The energy storage push extends beyond two-wheelers. Ola Electric’s Shakti and Mahashakti battery products target residential, commercial, and utility-scale demand — positioning the company as a broader clean energy player, not just an EV brand. That narrative shift matters for valuation.
Demand Recovery Gaining Ground
Vahan registration data shows Ola Electric sold 15,139 units in May 2026 — up 23% from 12,323 units in April. Improving service metrics, growing traction for the Roadster electric motorcycle lineup, and India’s accelerating EV adoption are all cited as tailwinds.
For Q1 FY27, Aggarwal projected 40,000–45,000 orders and consolidated revenue of Rs 500–550 crore — nearly double Q4 levels — with adjusted operating EBITDA positivity on the radar across FY27.
What This QIP Signals for India’s EV Startup Ecosystem

Ola Electric’s fundraise doesn’t exist in isolation. India’s startup ecosystem is increasingly attracting institutional capital across sectors — from EV infrastructure to deep tech. Samsung’s SMA program, for instance, has been granting Indian startups funding with no equity dilution — a sign that global players are actively betting on Indian innovation.

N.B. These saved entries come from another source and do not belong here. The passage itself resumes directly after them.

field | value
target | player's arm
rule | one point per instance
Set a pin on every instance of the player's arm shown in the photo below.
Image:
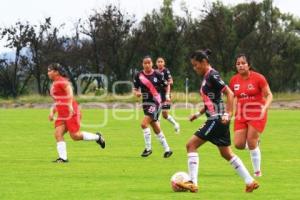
(136, 87)
(229, 104)
(52, 113)
(70, 96)
(137, 92)
(268, 96)
(197, 114)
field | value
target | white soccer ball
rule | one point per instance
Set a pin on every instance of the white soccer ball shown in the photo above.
(179, 177)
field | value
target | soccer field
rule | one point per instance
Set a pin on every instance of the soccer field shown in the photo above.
(27, 148)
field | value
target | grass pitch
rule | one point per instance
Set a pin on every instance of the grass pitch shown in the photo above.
(27, 148)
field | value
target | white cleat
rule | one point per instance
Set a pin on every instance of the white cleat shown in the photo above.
(177, 128)
(257, 174)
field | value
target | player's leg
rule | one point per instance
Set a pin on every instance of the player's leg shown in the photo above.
(73, 126)
(147, 135)
(193, 158)
(161, 138)
(168, 117)
(61, 146)
(239, 167)
(193, 163)
(255, 154)
(240, 138)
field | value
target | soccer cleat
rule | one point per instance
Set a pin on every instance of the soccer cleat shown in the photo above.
(177, 128)
(189, 185)
(167, 154)
(252, 186)
(146, 153)
(101, 140)
(60, 160)
(257, 174)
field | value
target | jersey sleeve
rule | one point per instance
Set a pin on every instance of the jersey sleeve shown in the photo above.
(231, 84)
(217, 82)
(136, 81)
(262, 82)
(162, 79)
(168, 75)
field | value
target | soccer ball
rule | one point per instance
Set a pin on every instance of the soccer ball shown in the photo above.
(179, 177)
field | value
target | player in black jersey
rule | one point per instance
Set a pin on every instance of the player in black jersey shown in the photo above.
(216, 128)
(166, 100)
(148, 83)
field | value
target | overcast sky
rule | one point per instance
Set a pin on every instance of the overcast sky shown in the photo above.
(68, 11)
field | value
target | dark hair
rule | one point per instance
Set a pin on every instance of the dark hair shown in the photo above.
(57, 67)
(146, 56)
(247, 58)
(199, 55)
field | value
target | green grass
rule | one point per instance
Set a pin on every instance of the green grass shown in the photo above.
(193, 97)
(27, 148)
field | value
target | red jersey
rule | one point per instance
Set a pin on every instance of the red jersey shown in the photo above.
(248, 90)
(249, 101)
(59, 94)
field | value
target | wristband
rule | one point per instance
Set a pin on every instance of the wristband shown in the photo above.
(197, 114)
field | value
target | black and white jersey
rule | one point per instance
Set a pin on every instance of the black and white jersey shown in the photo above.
(211, 91)
(167, 76)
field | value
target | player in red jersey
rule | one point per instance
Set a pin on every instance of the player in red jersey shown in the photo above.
(253, 98)
(216, 128)
(148, 83)
(68, 114)
(166, 99)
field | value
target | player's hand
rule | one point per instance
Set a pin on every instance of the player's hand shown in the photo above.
(225, 118)
(51, 117)
(168, 99)
(263, 110)
(71, 110)
(194, 116)
(138, 94)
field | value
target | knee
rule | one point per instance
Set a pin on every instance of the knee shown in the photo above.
(227, 155)
(143, 126)
(165, 115)
(76, 137)
(190, 147)
(239, 145)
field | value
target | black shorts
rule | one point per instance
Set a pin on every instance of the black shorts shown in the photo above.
(166, 106)
(215, 132)
(152, 110)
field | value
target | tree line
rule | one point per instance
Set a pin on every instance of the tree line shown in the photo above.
(112, 42)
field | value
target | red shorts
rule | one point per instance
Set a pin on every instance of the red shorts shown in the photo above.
(72, 123)
(253, 119)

For Ola Electric specifically, the QIP signals that institutional appetite for India’s EV story remains intact, even after a bruising FY26. Competitors like Bajaj, TVS, and Ather are gaining share, but Ola’s Gigafactory scale, vertical cell manufacturing, and Roadster momentum give it a differentiated long-term play.
The company’s auditors confirmed investor engagement was “substantially completed” before the March quarter closed — meaning this raise had strong backing long before the formal launch.
Final Word
Ola Electric’s QIP is not just a debt clean-up — it’s a capital reset that funds the next leg of India’s most ambitious EV story. With Bharat Cell, energy storage, and the Roadster platform as growth levers, the next 12 months will define whether Ola Electric’s disciplined scale-up holds. Investors and EV watchers would do well to track every milestone closely.